TRIK Metal Car Panamera nm - „Die haptische Kommunikation ist eine angenehme Pflicht“

Herr Ader, Porsche wurde bereits mehrfach zur beliebtesten Marke gekürt und zuletzt 2016 mit einem „best brands“-Award als beste europäische Marke ausgezeichnet. Worauf führen Sie die hohe Markenattraktivität zurück?

Robert Ader: Ein Grund für die Popularität ist mit Sicherheit der klare Markenkern: Porsche steht für die Entwicklung sportlicher Autos, für Intelligent Performance. Bislang ist es uns immer wieder erfolgreich gelungen, dieses Versprechen auch auf neue Modelle zu übertragen. Zudem achten wir auf eine kontinuierliche und sehr konsistente Markenführung. Ob Porsche in China, in den USA oder in Europa auftritt, wir arbeiten immer mit global einheitlichen Kampagnen.

Gleichzeitig steckt die Automobilindustrie im Umbruch. Welchen Themen müssen Sie sich als Sportwagenbauer stellen, um zukunftsfähig zu bleiben?

Robert Ader: Es gibt viele Herausforderungen, mit denen wir uns gegenwärtig beschäftigen. Wenn ich für Porsche eine herausgreifen sollte, dann wäre das die Aufgabe, die Porsche-Gene in die Welt der Elektromobilität zu übertragen – vom Design über die Fahreigenschaften bis hin zur emotionalen Aufladung und der Frage, wie wir beim Elektromotor mit dem Sound umgehen wollen. Da wir davon ausgehen, dass Sportwagen mit Verbrennungsmotor, Plug-in-Hybride und rein elektrische Fahrzeuge in den nächsten Jahren eine Koexistenz führen werden, steht auch die Markenführung vor besonderen Herausforderungen: Wir müssen die verschiedenen Antriebe in einer starken Marke zusammenfassen und glaubwürdig kommunizieren.

Nicht nur die Anforderungen an das Automobil, auch das Kommunikationsverhalten wandelt sich. Wo machen Sie im Marketing die stärksten Veränderungen aus?

Robert Ader: Die Kundensegmente werden immer fragmentierter. Den einen Kunden gab es natürlich auch vor 20, 30 Jahren nicht, doch es gab größere Cluster. Heute haben wir es mit vielen kleinen Kundenclustern zu tun, die über immer mehr Marketingkanäle erreichbar sind. Dabei kann man guten Gewissens kaum auf einen Kanal verzichten. Im Controlling kommt zwar regelmäßig die Frage auf, ob der klassische Katalog im digitalen Zeitalter überhaupt noch gebraucht wird. Doch die Ergebnisse unserer Marktforschung geben dazu eine klare Antwort: In den meisten Regionen der Welt genießt ein gutes Printprodukt eine sehr hohe Wertschätzung. Es ist also keine Option, den Katalog wegzulassen. Gleichzeitig ist aber auch die digitale und mobile Kommunikation Pflicht. Um das alles zu bewerkstelligen, müssen wir im Marketing sehr effizient arbeiten und v.a. Synergieeffekte zwischen den Organisationseinheiten nutzen.

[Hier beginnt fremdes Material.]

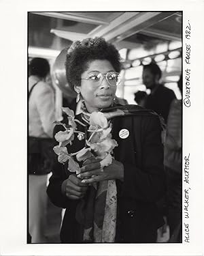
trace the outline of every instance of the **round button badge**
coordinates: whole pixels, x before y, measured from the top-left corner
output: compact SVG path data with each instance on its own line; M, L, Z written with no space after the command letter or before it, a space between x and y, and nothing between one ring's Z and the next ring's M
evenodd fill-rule
M120 139L126 139L129 136L129 131L126 129L122 129L119 132L119 137Z

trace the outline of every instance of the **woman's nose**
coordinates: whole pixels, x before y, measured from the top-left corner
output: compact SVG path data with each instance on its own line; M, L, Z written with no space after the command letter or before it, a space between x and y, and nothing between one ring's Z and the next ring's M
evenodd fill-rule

Auf welche Marketingkanäle setzen Sie schwerpunktmäßig?

Robert Ader: Ein verhältnismäßig großer Teil des Marketingbudgets fließt in die Erstellung haptischer Werbemittel, zu denen wir auch Druckerzeugnisse zählen. Darüber hinaus setzen wir sehr stark auf digitale Kanäle und die direkte Kundenansprache, auf Messen, Events und Fahrveranstaltungen. Bei klassischen Above-the-Line-Maßnahmen hätten wir – mit Ausnahme sehr zielgerichteter Printwerbung – als spitze Marke mit einer spitzen Zielgruppe zu hohe Streuverluste.

Wie gelingt es Ihnen, die Aufmerksamkeit dieser spitzen Zielgruppe zu wecken?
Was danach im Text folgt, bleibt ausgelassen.